Where would it be good to look? There was hardly anyone in Battling Business World with a soul. Core, Baelaria, the Forgotten Realms, and the Linear Realms seemed to be the best current bets. Perhaps Star Trek or Babylon Five? What else was popular, well-established, and fun to live in? Potterworld didn’t really go much beyond the school and a couple of the others which were basically similar. Kids tended to visit and leave. It seemed like the old “game” worlds were among the most immersing: most of the literary worlds really didn’t have much room to put yourself into the setting, and all too many of them were semi-apocalyptic, dystopian, or otherwise unfriendly to a productive family life – but the ones that featured nonhuman races had fertility problems, just like the Dragons in the Dragonworlds did. Wait, maybe Dragonlance? Hadn’t there been a bunch of settings for the same general game?
Marty thought that Linear Realms types would probably adapt easily, they might have some useful cybernetics, and there was no local template – so they should pick up one easily enough elsewhere. The best bets for grownup employees would probably be the gritty, violent, fantasy worlds; they offered melee combat skills and the people there would be used to risks. Still, there weren’t many series that stayed popular long enough to get a decent base population.
Popular… It might be worthwhile to visit Sesame Street and see – if people actually grew up there – where the adults went. Marty wanted to hire the cookie monster for Julia’s birthday party anyway and it was actually in New York City.
The Buffyverse was popular, but the life expectancy there was so short that most people only made flying visits. People didn’t usually put themselves into soap operas in any meaningful sense. Maybe Renaissance Faire World? Anarch had quite a few people. Post-holocaust settings got lots of immigrants, but they didn’t usually have kids before leaving. The worlds of H.G. Wells? So many of his stories came apart one way or another though… A lot of popular places people only visited and left though. How long could you really stay in a cooking-show world? Tropical Paradise World and Idyllic Country Farm World? Tropical Paradise might have some survivalist types.
You’d think that X-Rated Fantasy World would be a good collection point for people, but it never included actually becoming a parent – and most people got bored and left relatively quickly. The same went for most generic afterlife worlds: no aging, no kids.
Wait! How about the “World of Warcraft”? It had had a really big audience for quite some time, so there should be plenty of people there, it would border on most of the other older-generation virtual-adventure-worlds, and everyone around there should be used to simple technologies and personal violence.
Pirate World and Viking World yes – they’d have the right attitude even if they weren’t likely to have really big populations. Terminator World, no; it just wasn’t big on an expanding population.

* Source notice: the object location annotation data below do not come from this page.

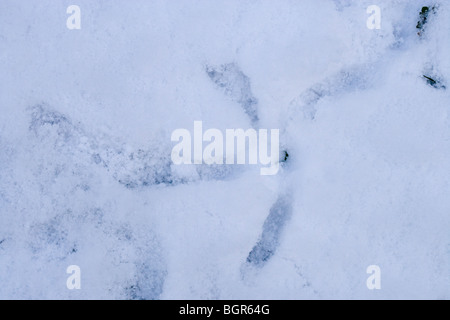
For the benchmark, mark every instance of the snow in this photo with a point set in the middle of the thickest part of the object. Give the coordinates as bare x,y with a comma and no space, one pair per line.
86,176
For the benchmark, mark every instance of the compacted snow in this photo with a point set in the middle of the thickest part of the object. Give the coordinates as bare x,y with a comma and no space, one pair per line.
86,176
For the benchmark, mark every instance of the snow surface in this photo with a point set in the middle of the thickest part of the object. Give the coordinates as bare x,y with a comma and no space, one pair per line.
86,176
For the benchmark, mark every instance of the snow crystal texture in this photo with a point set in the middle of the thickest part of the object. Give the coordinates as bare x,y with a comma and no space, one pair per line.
86,176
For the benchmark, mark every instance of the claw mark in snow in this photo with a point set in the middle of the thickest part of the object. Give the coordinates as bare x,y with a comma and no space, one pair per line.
272,229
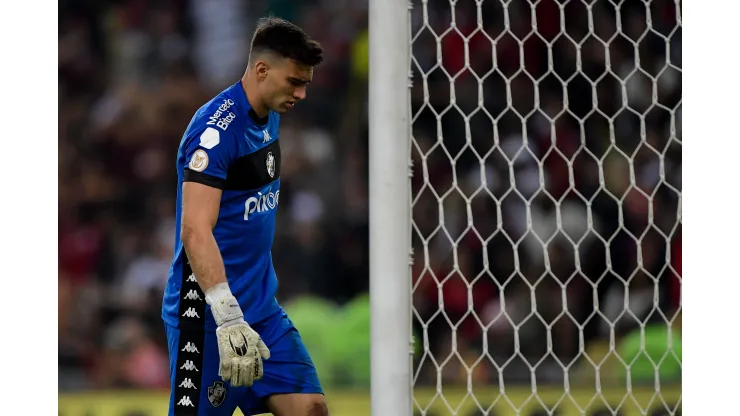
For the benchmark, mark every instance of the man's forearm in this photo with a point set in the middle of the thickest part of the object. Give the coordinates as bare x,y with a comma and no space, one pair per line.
205,258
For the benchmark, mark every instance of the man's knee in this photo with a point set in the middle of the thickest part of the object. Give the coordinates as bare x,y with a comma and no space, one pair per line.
318,407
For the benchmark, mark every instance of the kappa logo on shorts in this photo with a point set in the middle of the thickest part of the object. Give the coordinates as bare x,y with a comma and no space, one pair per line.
188,384
193,295
217,393
191,313
185,402
191,348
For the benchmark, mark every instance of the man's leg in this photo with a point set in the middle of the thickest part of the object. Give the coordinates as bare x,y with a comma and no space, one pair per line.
290,385
196,388
297,404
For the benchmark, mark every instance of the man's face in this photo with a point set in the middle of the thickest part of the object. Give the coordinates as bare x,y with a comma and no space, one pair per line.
286,84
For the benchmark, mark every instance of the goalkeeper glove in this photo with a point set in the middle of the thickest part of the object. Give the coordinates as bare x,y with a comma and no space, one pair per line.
240,348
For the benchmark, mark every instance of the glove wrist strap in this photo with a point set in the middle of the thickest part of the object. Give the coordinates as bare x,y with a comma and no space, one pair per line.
224,306
217,292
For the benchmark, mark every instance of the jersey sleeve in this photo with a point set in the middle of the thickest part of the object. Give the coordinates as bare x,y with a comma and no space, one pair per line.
208,156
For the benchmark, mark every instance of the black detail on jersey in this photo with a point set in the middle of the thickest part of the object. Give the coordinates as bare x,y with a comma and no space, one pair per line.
251,171
192,312
260,121
190,346
202,178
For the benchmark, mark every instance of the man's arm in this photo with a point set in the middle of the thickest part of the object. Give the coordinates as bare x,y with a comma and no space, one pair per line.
200,206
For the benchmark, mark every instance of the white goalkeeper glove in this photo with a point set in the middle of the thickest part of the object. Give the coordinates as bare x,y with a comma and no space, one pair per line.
240,348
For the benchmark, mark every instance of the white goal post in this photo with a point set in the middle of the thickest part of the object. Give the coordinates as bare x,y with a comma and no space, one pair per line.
525,207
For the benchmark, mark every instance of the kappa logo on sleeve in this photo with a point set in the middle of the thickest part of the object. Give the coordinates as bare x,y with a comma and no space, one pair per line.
199,161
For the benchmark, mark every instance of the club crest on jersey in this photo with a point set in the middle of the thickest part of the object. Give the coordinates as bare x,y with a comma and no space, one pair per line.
217,393
199,161
270,164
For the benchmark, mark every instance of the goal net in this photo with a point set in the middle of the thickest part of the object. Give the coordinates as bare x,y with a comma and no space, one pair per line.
546,207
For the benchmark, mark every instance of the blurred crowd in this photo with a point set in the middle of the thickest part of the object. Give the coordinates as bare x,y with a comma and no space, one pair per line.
519,198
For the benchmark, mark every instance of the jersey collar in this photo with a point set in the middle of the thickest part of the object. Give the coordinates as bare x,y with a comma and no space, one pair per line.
243,103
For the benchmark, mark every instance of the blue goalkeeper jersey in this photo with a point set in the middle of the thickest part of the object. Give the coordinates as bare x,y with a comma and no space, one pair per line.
227,146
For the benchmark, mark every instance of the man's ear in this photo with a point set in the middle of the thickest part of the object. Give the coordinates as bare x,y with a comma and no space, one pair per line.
261,69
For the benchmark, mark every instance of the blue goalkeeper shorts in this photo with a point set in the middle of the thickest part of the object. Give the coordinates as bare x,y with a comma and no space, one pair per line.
197,388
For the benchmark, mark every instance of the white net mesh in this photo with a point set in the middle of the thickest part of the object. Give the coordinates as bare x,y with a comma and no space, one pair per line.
546,207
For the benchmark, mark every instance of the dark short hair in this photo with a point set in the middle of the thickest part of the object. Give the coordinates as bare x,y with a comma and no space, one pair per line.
283,38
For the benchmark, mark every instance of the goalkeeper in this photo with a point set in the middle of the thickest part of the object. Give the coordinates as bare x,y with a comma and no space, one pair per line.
230,343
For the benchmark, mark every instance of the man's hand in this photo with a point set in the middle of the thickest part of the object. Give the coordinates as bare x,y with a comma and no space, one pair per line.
240,348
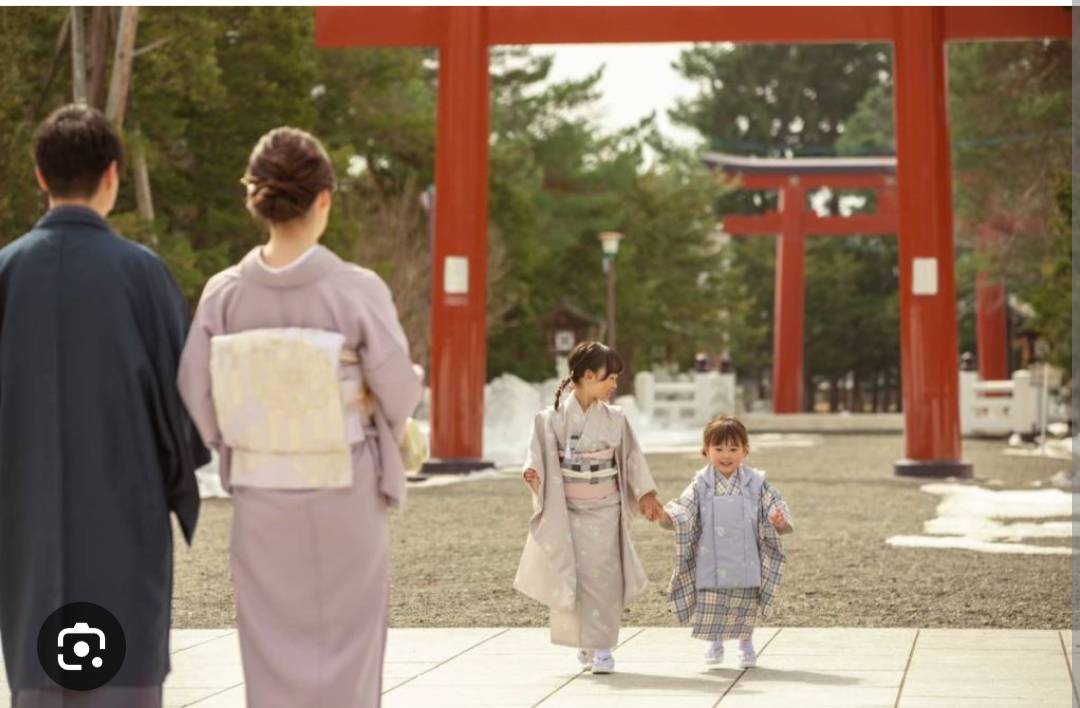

It was really kind of tricky. A world needed to be exciting and interesting enough to draw people, to have been widely publicized, to allow for a reasonably pleasant background family life, and to be able to support a growing population. That was kind of tricky: optimistic worlds rarely became all that famous, and all too many of the exciting ones were kind of apocalyptic or sealed.